In article <firstname.lastname@example.org>, email@example.com (Mark A
> Why are so many of the popular languages created not by language
> theorists but by people trying to accomplish some other task?
> (I think JO raised this last point in his MIT lecture.)
I'll take a shot at this one.
Most 'popular' languages started life as highly specialized (i.e., 'limited
scope') languages that had access to some peculiar library -- e.g., graphics,
type-setting, wimp, linear algebra (matlab), symbolic algebra (macsyma, etc.).
People then found out that any language with sufficient power (i.e., not
brain dead) was Turing complete, and the converts to these new languages
then discovered that they would do _more_ than 'just' graphics, type-setting,
etc., etc. Of course, many of these converts had been exposed to only one
language, and this language was so much better than that silly Fortran,
Pascal, (insert your favorite dog to kick here) language that had been forced
upon them in engineering/math/physics/.... school, that they touted it as the
next best thing to sliced bread.
The truth is that there isn't more than an ounce of spit in the differences
among most of these languages _with the exception of the specialized libraries
that they are hooked up to_, so most of this variation is non-productive.

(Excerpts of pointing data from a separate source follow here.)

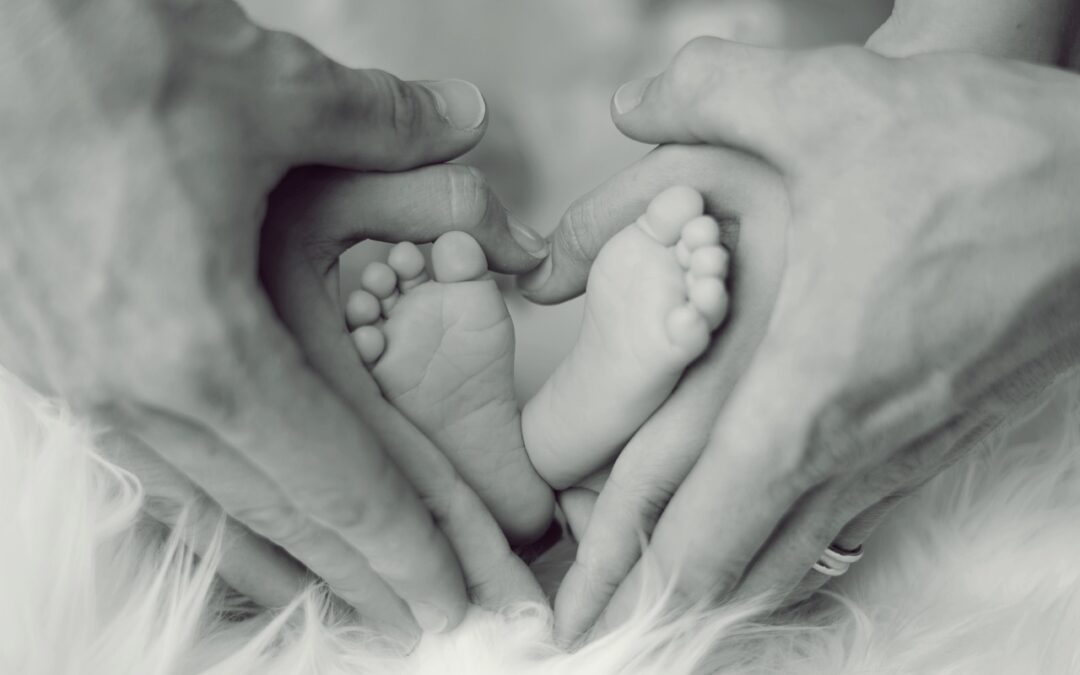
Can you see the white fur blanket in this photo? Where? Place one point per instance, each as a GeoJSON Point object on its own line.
{"type": "Point", "coordinates": [979, 572]}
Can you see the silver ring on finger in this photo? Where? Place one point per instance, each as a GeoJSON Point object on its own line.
{"type": "Point", "coordinates": [836, 561]}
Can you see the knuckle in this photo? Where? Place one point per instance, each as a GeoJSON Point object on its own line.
{"type": "Point", "coordinates": [580, 232]}
{"type": "Point", "coordinates": [470, 197]}
{"type": "Point", "coordinates": [295, 62]}
{"type": "Point", "coordinates": [393, 104]}
{"type": "Point", "coordinates": [644, 496]}
{"type": "Point", "coordinates": [343, 511]}
{"type": "Point", "coordinates": [704, 579]}
{"type": "Point", "coordinates": [281, 523]}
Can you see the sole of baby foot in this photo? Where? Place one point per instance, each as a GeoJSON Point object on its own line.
{"type": "Point", "coordinates": [656, 294]}
{"type": "Point", "coordinates": [442, 351]}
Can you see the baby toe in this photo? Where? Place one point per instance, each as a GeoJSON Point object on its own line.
{"type": "Point", "coordinates": [370, 342]}
{"type": "Point", "coordinates": [361, 309]}
{"type": "Point", "coordinates": [669, 212]}
{"type": "Point", "coordinates": [457, 257]}
{"type": "Point", "coordinates": [407, 262]}
{"type": "Point", "coordinates": [699, 232]}
{"type": "Point", "coordinates": [688, 329]}
{"type": "Point", "coordinates": [710, 298]}
{"type": "Point", "coordinates": [380, 280]}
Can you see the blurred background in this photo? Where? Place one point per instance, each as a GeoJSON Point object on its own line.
{"type": "Point", "coordinates": [548, 69]}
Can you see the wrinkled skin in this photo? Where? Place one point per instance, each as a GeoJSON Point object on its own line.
{"type": "Point", "coordinates": [932, 247]}
{"type": "Point", "coordinates": [143, 140]}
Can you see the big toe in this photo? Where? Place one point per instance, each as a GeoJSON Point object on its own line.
{"type": "Point", "coordinates": [457, 257]}
{"type": "Point", "coordinates": [669, 212]}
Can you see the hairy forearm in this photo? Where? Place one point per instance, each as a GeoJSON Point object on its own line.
{"type": "Point", "coordinates": [1034, 30]}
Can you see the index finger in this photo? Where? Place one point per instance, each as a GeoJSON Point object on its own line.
{"type": "Point", "coordinates": [257, 394]}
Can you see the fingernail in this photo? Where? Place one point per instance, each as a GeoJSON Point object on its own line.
{"type": "Point", "coordinates": [629, 96]}
{"type": "Point", "coordinates": [430, 618]}
{"type": "Point", "coordinates": [528, 239]}
{"type": "Point", "coordinates": [458, 102]}
{"type": "Point", "coordinates": [531, 281]}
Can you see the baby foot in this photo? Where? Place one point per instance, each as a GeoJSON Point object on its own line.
{"type": "Point", "coordinates": [655, 295]}
{"type": "Point", "coordinates": [443, 353]}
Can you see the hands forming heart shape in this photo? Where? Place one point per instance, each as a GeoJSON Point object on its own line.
{"type": "Point", "coordinates": [905, 252]}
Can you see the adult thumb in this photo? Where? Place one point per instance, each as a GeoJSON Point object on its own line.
{"type": "Point", "coordinates": [766, 102]}
{"type": "Point", "coordinates": [364, 119]}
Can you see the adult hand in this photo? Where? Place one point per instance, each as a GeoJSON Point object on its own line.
{"type": "Point", "coordinates": [914, 312]}
{"type": "Point", "coordinates": [149, 136]}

There are major exceptions to this assessment, to be sure. The appearance
of soft/dynamic typing, garbage collection, EVAL, sophisticated data structures,
dynamically compiled/linked code, etc., etc., quickly separate the sheep
from the goats.
So the language theorists focus on the _library-independent_ issues such
as typing, data structuring, control structuring, etc., instead of on
building large numbers of specialized libraries. The ability of a language
to continue growing out of its original niche depends critically on this
more balanced view, but this view is seldom to be found in the initial
enthusiasm of creating the first Turing-capable interpreter for one's new
The few languages that do manage to leave the premordial slime and move
onto dry land (Lisp, Prolog, Smalltalk, ML, etc.) are laughed at by those
still in the slime for sloughing off their specialized libraries, even
though by doing so, they can now do all of the specialized things from
not only their original area of expertise, but also many other areas, as well.